A SENIOR Professor in Medicine Department at the KGMU Dr AK Tripathi said that initially the diagnosis of cancer was a difficult task and it could be the most traumatic experience for a physician to diagnose it, but the recent techniques have simplified the system of diagnosis.

Dr Agarwal while speaking on the third day of the weeklong lecture series at the Silver Jubilee Refresher Course organised by the Indian Medical Association (IMA), Kanpur Chapter here on Wednesday, said that after the diagnosis of the cancer the patient could be treated through the chemotherapy, surgery, radio-therapy and biological therapy. He said more than 50 per cent cancer cases were curable through these techniques.
He said that after the heart disease the cancer was the number one killer disease throughout the globe. Despite the fact that the incidences of the disease were decreasing and only two thirds of cancer patients were above the 65 years of age.
Dr Agarwal said that blood cancer was the commonest form of the disease and was found in a large number of patients. Besides, occupational exposures to carcinogens and excessive use of alcohol and smoking and the use of pan masala led people to fell prey to this dangerous disease, he added.
Dwelling upon the symptoms of blood cancer, he said that person suffering from it complained of weight loss, loss of appetite, continuous fever and bleeding from any part of the body. An early diagnosis of the disease could save the life of the patients, he said.
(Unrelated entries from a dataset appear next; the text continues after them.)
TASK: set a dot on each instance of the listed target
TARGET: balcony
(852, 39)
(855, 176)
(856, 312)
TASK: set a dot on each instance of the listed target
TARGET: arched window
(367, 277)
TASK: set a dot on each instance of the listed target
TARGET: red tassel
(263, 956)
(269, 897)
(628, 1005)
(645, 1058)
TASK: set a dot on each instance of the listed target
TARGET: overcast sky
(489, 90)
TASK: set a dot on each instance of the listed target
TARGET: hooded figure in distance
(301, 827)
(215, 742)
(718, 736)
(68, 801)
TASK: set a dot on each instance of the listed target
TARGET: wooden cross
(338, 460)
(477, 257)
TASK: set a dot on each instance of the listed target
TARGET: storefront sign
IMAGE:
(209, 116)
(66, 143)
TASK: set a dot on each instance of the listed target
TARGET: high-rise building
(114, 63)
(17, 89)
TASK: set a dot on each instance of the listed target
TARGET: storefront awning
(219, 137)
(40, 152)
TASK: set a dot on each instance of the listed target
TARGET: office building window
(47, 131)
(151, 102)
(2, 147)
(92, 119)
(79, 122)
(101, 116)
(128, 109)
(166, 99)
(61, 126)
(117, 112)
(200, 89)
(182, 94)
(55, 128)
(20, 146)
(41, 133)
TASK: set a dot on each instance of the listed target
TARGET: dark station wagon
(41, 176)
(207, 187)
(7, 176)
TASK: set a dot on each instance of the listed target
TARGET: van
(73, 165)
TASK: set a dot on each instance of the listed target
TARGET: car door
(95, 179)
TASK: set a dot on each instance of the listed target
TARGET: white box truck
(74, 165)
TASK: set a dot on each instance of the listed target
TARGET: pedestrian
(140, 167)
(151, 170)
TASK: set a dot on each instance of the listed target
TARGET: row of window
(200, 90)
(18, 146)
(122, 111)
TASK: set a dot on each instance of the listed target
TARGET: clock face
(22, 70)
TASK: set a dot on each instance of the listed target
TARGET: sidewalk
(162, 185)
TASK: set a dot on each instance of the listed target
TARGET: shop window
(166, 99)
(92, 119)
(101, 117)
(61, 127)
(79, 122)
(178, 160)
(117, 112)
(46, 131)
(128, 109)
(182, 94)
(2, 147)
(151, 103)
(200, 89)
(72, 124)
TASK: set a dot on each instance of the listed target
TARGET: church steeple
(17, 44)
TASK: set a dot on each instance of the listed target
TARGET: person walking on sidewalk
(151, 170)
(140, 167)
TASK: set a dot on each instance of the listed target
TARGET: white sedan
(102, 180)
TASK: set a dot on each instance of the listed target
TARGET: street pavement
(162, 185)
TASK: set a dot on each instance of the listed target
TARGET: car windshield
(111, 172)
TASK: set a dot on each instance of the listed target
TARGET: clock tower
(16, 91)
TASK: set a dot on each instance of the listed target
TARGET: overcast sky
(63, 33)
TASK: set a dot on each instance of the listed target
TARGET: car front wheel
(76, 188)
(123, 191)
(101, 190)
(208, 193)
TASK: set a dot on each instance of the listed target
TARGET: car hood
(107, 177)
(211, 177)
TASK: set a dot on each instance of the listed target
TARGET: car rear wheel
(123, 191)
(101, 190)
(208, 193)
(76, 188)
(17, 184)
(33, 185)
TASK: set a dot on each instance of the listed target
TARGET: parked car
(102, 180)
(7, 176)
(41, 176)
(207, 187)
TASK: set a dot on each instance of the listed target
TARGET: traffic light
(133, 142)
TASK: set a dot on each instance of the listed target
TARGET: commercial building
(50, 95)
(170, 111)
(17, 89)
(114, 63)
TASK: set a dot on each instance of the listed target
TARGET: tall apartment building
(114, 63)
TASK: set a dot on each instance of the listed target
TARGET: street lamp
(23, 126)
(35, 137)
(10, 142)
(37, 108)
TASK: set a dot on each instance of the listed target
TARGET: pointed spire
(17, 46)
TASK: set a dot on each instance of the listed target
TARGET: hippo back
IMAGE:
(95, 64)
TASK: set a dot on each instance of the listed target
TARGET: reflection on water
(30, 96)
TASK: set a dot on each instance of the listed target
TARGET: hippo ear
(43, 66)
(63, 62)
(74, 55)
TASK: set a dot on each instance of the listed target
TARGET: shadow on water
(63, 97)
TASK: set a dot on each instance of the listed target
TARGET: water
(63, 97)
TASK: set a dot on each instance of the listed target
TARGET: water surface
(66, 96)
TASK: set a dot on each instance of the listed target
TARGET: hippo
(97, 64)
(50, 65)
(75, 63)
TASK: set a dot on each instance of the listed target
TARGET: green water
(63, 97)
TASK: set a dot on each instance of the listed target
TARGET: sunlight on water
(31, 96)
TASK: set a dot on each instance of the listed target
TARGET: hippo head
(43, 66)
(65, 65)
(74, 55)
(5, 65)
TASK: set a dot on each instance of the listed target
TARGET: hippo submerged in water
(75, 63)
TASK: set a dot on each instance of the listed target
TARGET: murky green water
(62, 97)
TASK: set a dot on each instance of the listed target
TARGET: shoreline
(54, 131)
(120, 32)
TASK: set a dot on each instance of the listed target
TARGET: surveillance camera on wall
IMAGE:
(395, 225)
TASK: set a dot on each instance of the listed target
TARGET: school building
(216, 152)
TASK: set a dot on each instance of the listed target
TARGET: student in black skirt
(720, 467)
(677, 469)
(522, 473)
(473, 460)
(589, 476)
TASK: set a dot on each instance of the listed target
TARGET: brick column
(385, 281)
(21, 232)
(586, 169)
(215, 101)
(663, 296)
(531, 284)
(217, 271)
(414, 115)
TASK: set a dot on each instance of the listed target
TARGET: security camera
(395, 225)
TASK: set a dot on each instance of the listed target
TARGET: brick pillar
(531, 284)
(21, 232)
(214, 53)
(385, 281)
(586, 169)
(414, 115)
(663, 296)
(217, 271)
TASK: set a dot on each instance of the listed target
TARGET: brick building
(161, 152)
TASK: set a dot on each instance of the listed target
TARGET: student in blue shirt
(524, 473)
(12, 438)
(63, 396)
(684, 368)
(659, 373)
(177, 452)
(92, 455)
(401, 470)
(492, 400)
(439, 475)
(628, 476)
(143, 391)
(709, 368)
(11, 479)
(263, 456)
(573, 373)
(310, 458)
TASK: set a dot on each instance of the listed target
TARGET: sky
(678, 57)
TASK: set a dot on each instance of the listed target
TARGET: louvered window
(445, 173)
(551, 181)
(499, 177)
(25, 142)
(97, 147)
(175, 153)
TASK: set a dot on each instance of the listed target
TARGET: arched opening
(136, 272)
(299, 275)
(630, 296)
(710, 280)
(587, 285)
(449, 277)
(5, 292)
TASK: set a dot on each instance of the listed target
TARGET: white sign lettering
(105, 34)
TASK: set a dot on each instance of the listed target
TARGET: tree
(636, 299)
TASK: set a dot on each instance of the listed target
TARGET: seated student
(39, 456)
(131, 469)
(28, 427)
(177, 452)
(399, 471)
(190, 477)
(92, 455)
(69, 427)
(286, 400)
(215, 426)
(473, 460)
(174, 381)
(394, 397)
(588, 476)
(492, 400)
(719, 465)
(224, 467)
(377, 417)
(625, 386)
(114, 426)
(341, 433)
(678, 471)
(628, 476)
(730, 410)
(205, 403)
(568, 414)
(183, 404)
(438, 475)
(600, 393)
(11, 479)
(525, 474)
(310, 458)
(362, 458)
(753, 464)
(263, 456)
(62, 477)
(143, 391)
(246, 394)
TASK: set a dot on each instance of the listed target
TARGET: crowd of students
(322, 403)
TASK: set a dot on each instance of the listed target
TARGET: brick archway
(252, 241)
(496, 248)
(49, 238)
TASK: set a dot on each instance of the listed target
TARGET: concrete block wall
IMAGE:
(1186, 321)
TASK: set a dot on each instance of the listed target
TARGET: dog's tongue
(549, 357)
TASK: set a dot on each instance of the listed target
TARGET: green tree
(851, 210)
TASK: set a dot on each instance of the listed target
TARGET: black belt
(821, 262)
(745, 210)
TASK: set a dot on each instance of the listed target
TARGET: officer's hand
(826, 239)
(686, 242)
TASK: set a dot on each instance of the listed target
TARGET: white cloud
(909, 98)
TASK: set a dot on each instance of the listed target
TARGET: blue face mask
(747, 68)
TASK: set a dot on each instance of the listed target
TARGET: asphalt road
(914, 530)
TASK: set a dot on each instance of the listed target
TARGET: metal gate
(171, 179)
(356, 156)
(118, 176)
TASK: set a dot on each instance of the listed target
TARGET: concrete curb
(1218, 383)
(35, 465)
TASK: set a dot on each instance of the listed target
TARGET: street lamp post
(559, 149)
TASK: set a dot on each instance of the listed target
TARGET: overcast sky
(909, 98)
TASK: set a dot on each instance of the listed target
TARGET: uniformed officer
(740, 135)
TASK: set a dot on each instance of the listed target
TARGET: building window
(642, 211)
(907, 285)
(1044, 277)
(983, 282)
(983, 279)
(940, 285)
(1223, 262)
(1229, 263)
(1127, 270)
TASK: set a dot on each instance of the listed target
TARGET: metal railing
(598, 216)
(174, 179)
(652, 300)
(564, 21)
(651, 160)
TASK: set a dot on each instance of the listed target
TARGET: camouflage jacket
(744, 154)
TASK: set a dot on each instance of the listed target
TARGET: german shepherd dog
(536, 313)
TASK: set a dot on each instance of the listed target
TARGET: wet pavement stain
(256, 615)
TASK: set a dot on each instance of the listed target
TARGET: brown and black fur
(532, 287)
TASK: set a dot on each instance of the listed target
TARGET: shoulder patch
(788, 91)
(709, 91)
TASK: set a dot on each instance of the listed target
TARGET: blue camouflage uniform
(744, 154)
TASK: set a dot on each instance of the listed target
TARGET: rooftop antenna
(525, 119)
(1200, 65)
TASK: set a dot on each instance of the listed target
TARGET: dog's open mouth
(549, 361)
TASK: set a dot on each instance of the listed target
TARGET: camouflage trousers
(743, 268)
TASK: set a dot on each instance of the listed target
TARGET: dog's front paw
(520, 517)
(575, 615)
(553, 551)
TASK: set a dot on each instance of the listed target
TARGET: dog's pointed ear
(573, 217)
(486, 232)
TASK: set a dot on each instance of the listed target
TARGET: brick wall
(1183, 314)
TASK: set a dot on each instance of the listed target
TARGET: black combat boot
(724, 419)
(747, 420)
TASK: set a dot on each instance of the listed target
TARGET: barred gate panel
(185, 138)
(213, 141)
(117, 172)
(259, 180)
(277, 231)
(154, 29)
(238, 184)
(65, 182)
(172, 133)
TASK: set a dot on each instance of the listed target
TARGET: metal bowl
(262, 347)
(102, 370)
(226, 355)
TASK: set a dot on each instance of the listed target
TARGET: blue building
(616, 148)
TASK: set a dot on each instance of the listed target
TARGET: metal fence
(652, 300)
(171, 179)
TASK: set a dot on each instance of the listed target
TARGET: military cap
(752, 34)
Dr Agarwal further said that new drugs and transplant of the bone marrow in the blood cancer patients has opened new vistas of hope among them. He suggested that patients should be asked to go under cancer screening. Patients even with the slightest confusing symptoms should be advised for cancer screening. He said coordinated team effort was very much required for treating cancer patients.
A noted paediatrician from Lady Harding Medical College, Delhi, Dr Jagdish Chandra dwelt upon the causes of bleeding among the children. He said bleeding occurred in children primarily due to deficiency of vitamin-K among them. Besides, the clotting factors, hereditary blood deficiency factors, thrombo-cytopenia and some other factors were responsible for the disease.
In order to treat the disease, he advised that stress should be laid upon raising the quantity of vitamin-K, platelets and fresh frozen plasma.
Professor in the Department of Cardiology at KGMU, Dr SK Dwivedi discussed the management of palpitation. He said palpitation could be an alarming indication of the onset of the coronary problems.
He suggested that if the problem of palpitation persisted the person should immediately go for a check up. Managing the palpitation problem with the help of modern techniques and improved medicines was possible, he added.